Oh interesting, that would work in C as well. We do something similar (re-including the user code) but rely on C++ function overloading. More information in case you're interested: https://github.com/google/highway/blob/master/g3doc/impl_details.md
> Retains 100% ISA functionality unlike other SIMD abstraction layers.
This is a bit optimistic :) For example, anything involving masks on AVX-512 is different.
> Now, after reading the rest of Jan's posts, I am starting to believe that in his case it is indeed that simple,
> but only because he and his co-workers turned potentially compute-bounded problem into LS bounded, losing in
> the process factor of 2 of potential performance (2 at best, if inner-loop's data set still fits in L1D, otherwise
> the factor is bigger than 2) for sake of portability and of simplification their own work.
Yes, it's only that simple because we have invested in the infrastructure to make it so :)

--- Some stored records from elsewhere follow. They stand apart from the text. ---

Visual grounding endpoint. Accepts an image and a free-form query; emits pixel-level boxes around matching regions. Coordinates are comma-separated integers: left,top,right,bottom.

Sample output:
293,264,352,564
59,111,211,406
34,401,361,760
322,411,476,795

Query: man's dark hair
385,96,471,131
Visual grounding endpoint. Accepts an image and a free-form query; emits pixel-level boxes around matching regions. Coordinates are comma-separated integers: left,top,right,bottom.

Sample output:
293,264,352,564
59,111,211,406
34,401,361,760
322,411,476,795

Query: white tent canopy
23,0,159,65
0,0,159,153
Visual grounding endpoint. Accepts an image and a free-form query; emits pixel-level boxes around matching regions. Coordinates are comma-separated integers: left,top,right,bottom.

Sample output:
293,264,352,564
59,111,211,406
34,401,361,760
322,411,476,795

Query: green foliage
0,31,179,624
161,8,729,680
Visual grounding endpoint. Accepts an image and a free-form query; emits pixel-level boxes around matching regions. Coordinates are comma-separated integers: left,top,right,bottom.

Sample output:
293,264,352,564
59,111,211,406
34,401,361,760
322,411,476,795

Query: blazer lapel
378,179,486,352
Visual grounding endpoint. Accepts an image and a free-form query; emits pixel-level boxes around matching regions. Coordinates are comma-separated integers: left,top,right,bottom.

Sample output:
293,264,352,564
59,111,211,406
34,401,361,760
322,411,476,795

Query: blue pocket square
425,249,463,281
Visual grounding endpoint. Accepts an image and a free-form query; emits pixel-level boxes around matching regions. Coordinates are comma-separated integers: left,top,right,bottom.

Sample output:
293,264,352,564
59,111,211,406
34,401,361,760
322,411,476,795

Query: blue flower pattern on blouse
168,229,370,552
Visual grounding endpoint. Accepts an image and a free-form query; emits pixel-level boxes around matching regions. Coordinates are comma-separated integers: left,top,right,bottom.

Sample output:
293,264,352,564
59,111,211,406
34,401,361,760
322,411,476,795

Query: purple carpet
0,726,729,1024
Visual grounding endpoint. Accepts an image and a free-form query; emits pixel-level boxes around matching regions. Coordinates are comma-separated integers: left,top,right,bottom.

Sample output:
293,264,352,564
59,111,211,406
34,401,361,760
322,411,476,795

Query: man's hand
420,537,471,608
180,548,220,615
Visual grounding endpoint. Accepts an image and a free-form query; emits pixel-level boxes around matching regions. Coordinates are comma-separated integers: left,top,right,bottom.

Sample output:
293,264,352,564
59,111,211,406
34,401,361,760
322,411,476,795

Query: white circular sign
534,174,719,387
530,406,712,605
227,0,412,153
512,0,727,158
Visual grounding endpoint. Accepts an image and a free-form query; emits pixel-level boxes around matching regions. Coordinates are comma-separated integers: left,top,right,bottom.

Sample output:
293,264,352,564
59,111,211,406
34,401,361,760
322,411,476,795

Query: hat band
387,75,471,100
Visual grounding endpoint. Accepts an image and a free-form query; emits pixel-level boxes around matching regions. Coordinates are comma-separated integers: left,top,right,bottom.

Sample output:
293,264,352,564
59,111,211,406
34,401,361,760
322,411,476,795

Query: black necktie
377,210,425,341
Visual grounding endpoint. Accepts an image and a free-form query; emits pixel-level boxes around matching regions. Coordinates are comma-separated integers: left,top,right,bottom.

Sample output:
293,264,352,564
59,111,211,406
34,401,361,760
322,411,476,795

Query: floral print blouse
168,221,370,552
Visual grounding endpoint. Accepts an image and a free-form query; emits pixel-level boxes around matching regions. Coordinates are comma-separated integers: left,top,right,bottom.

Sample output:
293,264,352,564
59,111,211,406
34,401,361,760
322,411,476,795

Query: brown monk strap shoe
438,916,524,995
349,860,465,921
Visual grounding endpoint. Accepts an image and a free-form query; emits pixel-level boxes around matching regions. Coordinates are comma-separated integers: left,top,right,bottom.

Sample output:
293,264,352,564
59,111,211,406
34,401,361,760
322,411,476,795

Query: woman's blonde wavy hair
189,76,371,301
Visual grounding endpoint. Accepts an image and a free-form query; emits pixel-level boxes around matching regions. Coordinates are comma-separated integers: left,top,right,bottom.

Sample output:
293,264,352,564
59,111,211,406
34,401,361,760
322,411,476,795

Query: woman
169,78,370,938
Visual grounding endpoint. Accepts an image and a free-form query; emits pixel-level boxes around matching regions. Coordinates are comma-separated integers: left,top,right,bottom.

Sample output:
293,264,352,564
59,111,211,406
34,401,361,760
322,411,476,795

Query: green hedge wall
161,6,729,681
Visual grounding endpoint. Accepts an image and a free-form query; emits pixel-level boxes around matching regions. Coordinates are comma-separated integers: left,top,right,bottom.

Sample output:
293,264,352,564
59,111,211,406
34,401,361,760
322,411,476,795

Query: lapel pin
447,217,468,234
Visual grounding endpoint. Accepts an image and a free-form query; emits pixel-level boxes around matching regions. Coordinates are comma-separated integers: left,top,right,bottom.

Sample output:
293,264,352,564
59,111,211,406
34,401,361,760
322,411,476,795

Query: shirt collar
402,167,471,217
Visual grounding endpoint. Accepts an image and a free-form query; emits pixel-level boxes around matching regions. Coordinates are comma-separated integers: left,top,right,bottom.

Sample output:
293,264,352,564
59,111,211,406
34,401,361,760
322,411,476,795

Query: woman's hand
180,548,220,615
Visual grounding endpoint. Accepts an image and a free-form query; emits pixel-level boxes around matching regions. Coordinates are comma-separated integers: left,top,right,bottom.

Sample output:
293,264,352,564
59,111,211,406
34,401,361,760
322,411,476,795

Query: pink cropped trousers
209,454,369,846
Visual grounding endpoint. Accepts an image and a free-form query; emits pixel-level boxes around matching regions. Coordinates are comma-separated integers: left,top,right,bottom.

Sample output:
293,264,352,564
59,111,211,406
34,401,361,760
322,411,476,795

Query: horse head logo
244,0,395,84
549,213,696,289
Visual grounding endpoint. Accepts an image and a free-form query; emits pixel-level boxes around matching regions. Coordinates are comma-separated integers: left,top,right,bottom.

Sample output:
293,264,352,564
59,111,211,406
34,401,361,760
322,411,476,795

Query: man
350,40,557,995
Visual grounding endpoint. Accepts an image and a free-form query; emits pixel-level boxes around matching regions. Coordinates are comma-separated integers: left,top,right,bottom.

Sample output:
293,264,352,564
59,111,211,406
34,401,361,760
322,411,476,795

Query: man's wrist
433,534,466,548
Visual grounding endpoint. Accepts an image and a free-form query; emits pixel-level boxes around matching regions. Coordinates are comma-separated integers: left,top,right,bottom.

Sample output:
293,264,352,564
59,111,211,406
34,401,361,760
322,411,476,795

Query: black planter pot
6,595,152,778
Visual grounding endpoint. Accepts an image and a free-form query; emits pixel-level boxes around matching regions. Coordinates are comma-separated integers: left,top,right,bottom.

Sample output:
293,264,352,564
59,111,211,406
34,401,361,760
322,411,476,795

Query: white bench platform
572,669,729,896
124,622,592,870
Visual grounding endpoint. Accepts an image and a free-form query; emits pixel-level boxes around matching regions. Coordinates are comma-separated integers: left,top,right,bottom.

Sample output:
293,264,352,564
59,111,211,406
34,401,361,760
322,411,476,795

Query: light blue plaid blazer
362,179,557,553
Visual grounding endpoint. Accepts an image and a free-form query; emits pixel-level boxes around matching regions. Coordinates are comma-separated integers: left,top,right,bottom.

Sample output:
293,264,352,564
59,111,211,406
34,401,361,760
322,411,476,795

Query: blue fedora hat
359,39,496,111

Agreed, engineering time is usually a major constraint, and portability is a requirement. I'm not sure why you see a >= 2x slowdown, though:
1) compared with not having SIMD (on platforms where we couldn't justify hand-written arch-specific code), any kind of SIMD is a big win.
2) Porting existing x86 intrinsics to Highway has been at worst perf-neutral, and often better (when we can transparently use wider vectors, such as in the equivalent of strchr).